Your fourth question is as follows:

If a real estate company decides to offer the option of allowing its sales associates, who are independent contractors, to pay their own insurance costs and join the company workers' compensation insurance program and the independent contractors are later determined to be employees of the real estate company, would the employer be guilty of a Class D felony under Arkansas Code Annotated 11-9-109?

Section 11-9-109, as amended by Section 7 of Act 796 provides as follows:

(a) No agreement by an employee to pay any portion of the premium paid by his employer to a carrier or to contribute to a safety program as provided under Section 13 of this act, a benefit fund or department maintained by the employer for the purpose of providing compensation or medical services and supplies as required by the chapter shall be valid.

(b) Any employer who makes a deduction for those purposes from the pay of any employee entitled to the benefits of this chapter shall be guilty of a Class D felony.

Although the workers' compensation act does not prohibit, at least under prior law, employers and independent contractors from securing, by agreement, workers' compensation insurance, (Hughesv. Hooker Bros., 237 Ark. 544, 374 S.W.2d 355 (1964), it appears that if indeed the "independent contractor" is an employee entitled to workers' compensation coverage, and the employer makes a deduction from the pay of the employee for this coverage, the employer would be subject to prosecution under subsection (b) above.

Your fifth question is as follows:

If a real estate association wishes to offer a workers' compensation policy to its members similar to how it offers health insurance policies to its members, would that be possible in light of Arkansas Code Annotated 11-9-408?

Section 12 of Act 796 amends A.C.A. § 11-9-408 to detail the required contents of insurance policies under the chapter, to set out requirements as to the cancellation of policies, and to prohibit "split coverage" where some employees are covered by one carrier and other employees are insured by another. Although I am not entirely certain, I assume that it is this last prohibition which gives rise to your question.

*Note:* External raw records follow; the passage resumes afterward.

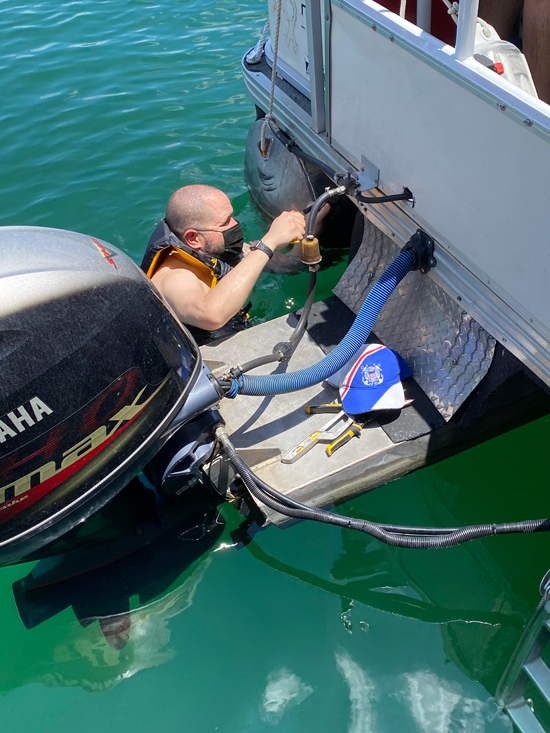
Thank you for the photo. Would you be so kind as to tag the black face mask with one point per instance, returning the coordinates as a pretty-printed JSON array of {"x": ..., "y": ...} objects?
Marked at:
[{"x": 233, "y": 240}]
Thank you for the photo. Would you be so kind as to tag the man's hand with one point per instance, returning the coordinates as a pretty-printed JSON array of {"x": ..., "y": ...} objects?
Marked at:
[{"x": 287, "y": 226}]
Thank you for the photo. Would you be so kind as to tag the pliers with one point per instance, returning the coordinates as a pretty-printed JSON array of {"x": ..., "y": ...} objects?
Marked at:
[{"x": 336, "y": 433}]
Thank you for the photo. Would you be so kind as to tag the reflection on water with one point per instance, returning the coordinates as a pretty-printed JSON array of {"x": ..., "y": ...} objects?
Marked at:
[{"x": 163, "y": 548}]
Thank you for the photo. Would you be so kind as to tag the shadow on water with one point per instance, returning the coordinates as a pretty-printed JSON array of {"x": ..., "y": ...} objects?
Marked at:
[{"x": 140, "y": 548}]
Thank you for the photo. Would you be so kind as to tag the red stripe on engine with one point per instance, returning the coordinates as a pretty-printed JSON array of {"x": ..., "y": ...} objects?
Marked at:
[{"x": 40, "y": 490}]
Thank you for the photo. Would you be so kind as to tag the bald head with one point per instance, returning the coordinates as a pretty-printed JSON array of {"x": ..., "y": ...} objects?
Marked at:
[{"x": 194, "y": 207}]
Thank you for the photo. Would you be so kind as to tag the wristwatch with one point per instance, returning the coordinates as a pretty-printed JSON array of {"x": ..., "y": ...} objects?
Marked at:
[{"x": 260, "y": 245}]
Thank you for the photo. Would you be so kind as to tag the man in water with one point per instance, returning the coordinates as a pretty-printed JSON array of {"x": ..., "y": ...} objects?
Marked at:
[{"x": 195, "y": 259}]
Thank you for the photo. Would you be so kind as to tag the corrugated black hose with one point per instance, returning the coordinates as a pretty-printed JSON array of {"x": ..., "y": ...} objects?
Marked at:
[{"x": 399, "y": 536}]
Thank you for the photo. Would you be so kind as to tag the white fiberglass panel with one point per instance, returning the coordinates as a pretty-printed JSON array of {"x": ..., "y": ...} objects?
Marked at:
[{"x": 480, "y": 178}]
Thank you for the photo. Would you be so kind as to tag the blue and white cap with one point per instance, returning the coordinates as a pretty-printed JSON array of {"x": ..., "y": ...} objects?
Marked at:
[{"x": 372, "y": 380}]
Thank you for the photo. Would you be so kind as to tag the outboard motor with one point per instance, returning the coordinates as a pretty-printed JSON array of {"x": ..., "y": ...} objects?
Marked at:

In any event, the answer to your question may depend upon exactly how the association offers "health insurance policies to its members." This question is therefore too fact specific to be answered in the abstract in an Attorney General's Opinion.

The foregoing opinion, which I hereby approve, was prepared by Deputy Attorney General Elana C. Wills.

Sincerely,

WINSTON BRYANT Attorney General

WB:cyh

1 The definition of "employee" has not changed with the adoption of Act 796. The term "employee" is defined as meaning "any person, including a minor, whether lawfully or unlawfully employed in the service of an employer under any contract of hire or apprenticeship, written or oral, expressed or implied; but excluding one whose employment is casual and not in the course of the trade, business, profession or occupation of his employer. . . ." See A.C.A. § 11-9-102(10) and Act 796, Section 2.